The following components are included:
- Spreadsheet
- Chartspace
- Pivot table
- Data source component

The Office Web Components were discontinued in Office 2007 except as a part of Office Project Server 2007. However, they were available for download from Microsoft's website. Microsoft has not yet offered a complete OWC replacement. However, programmers can use a combination of third-party products, Excel Services, or Visual Studio Tools for Office to provide similar functionality.

The Pivot Table web component may have problems on Windows 7. In many cases the problems are related to the new security settings in IE and can be solved by relaxing the restrictions in the relevant Internet Zone, allowing ActiveX controls and possibly cross-domain access.
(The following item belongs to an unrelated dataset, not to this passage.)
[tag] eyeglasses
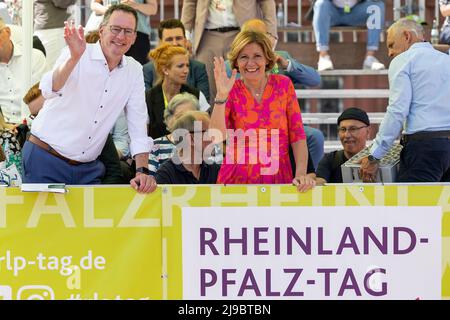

If the page is hosted locally in the computer, the settings for the zone are not accessible through the IE interface, and can be changed by editing the registry (under key [HKEY_CURRENT_USER\Software\Microsoft\Windows\CurrentVersion\Internet Settings\Zones\0]).

Four books in print cover OWC programming:
- The O.W.C Black Book 2nd Edition - Alvin Bruney 2007
- The Microsoft Office Web Components Black Book with .NET - Alvin Bruney 2005
- Professional ASP Programming Guide for Office Web Components: With Office 2000 and Office XP - Qimao Zhang 2001
- Programming Microsoft Office 2000 Web Components - Dave Stearns 2000

===Clip Organizer===
Microsoft Clip Organizer is Microsoft's clip art organizing software allowing users to find drawings, photographs, sounds, videos, and other media clips to include in presentations, publications, and other Office documents. It comes with a variety of stock media clips and offers more selection on the Microsoft Office Online website.

===Equations===
Equation Editor was a formula editor developed by Design Science that allowed users to construct math and science equations in a WYSIWYG environment, and was included in Microsoft Office and several other commercial applications. It was a simplified version of Design Science's MathType, evidenced with a dialog box enticing the user to upgrade to the full, paid version of the software. It could be used as a standalone program or as an embedded object from within applications that support OLE. Its feature set had not changed significantly since its introduction in Word for Windows version 2.0.
Equation Editor is no longer the default method of creating equations, and is kept for compatibility with old documents only.
In January 2018, Microsoft published a security update that completely removed the old Equation Editor for Office 2007, Office 2010, Office 2013 and Office 2016 when the update was installed, due to a vulnerability that was being actively exploited.

Beginning with Office 2007, a reengineered math facility is included, which is built into the document-editing part of the Fluent User Interface on core Office 2007 programs and all Office 2010 and 2013 programs, rather than accessed through a separate dialog and being treated as an OLE object in the document.
The new facility has been retronamed OfficeMath.